Thursday, February 23, 2012

Reflecting on "Lads et Jockeys"

Walking out of the Wilma 2 Theater this past Sunday afternoon, I was surprised and maybe relieved to see the familiar hills and snowflakes above Missoula’s Clark Fork. The Big Sky Documentary Film Festival had transported me to another place, far away from Western Montana.

Ah, the magic of movie going you’ll say, but my teleportation experience was also testament to the direct cinema style of Lads et Jockeys, Benjamin Marquet’s film about French teenagers working toward racetrack glory. Fly on the wall documentaries are awesome for their similarity to narrative film. They transport the viewer to a world beyond their own, one all the more real for its lack of expositional interviews and voiceover interpretation. There is only the viewers’ reaction to the filmmakers chosen footage and whatever meaning we choose to find in it.

Lads et Jockeys, 2008 (US release 2011) follows some fourteen year old French boys as they enter their chosen métier, and an important one in France: horsemanship.
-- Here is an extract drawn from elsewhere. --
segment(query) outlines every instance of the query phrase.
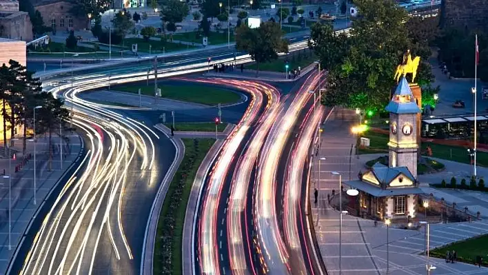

Leaving home, many for the first time, to begin their careers, these shorties are placed in the care of abrasive trainers and coaches, most of whom are disappointed jockey hopefuls themselves.


It’s a cruel world, subject to the harsh realities of physicality and luck. The boys must contend with cold five a.m. starts, u-haul size wheelbarrows of straw and manure, not to mention the challenge of perching atop well-rested racehorses. The ease with which one bucking thoroughbred topples a whole string of riders shows the futility of their pursuit.


Still, Marquet’s footage of 90 pound children riding galloping horses is likely the most beautiful since Albert Lamorisse’s 1953 short, White Mane. He includes archival glory shots of famous jockeys and jaw dropping steeple chasers to inspire any hot rod. Silks and flowers and six foot solid hedges show us what these boys are bred to appreciate.


When not at the stable or track, the school kids act like kids, engaging in their own horseplay. They kick and bite each other, flirt and behave badly. The skill with which they berate each other, relating with snarky insults and competition, make it obvious that these boys will grow up to be just as demanding and verbally critical as their trainers. They are just so specifically French.


Marquet takes us into the world of French horsemanship, and that’s where he leaves us. Not even subtitles can translate it. Only in the days since have some observations of the lads and jockeys made sense to me. Like a masterpiece without its museum label, Marquet lets us feel and think what we want, about the way French people are and why and how far we’re willing to go for a dream.


This viewer was able to think what she wants about her own father, who entered a similar school in the 1960s. He never made it as a jockey. He grew too tall.